A monopoly is a situation that occurs when there is only one supplier selling products that are difficult to replace in the market.
A natural monopoly is formed when a single company can produce a product at a lower cost than if two or more companies were involved in making the same product or services.
What is a natural monopoly example?
Let's say Joe is a software entrepreneur who has developed cutting-edge software solutions for businesses. He was the first to develop the product, hence the first mover advantage aided in his quick customer acquisition. In the long run, he was able to obtain economies of scale, which allowed him to manufacture the product at a low cost. As there is already one entrepreneur developing software solutions at a very minimum cost, having two or more firms develop the same product would only lead to increased total fixed costs. As a result, Joe eventually emerges as the natural monopolist.

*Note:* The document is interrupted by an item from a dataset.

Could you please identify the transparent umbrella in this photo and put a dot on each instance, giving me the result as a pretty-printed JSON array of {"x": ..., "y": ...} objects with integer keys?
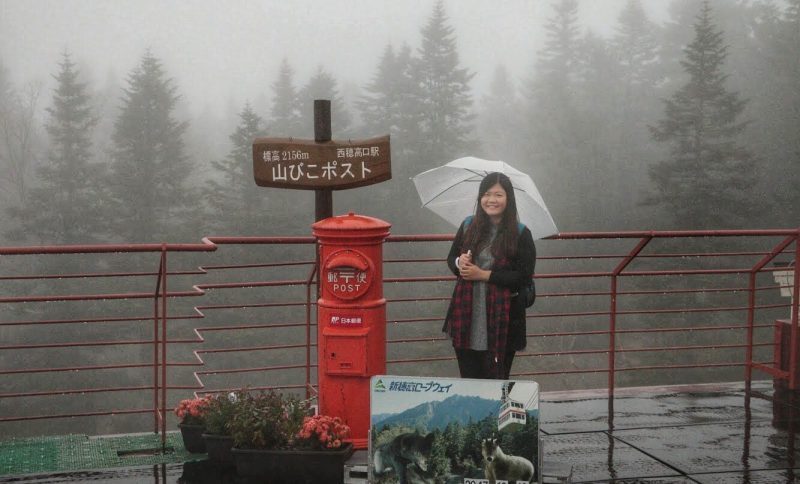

What are the characteristics of natural monopoly?
The average total cost of producing a product or service is lowest when one company serves the entire market. However, sometimes size of the market determines if the company will remain a natural monopoly or not.
What causes a natural monopoly?
A natural monopoly is formed when a single company can produce a product or service at a lower cost than if two or more companies were involved in creating it.
What are the benefits of a natural monopoly?
The benefit of being a natural monopoly is that the firm is capable of producing at a very low cost and it should not be concerned about its competitors entering the market and hindering its position as a monopolist.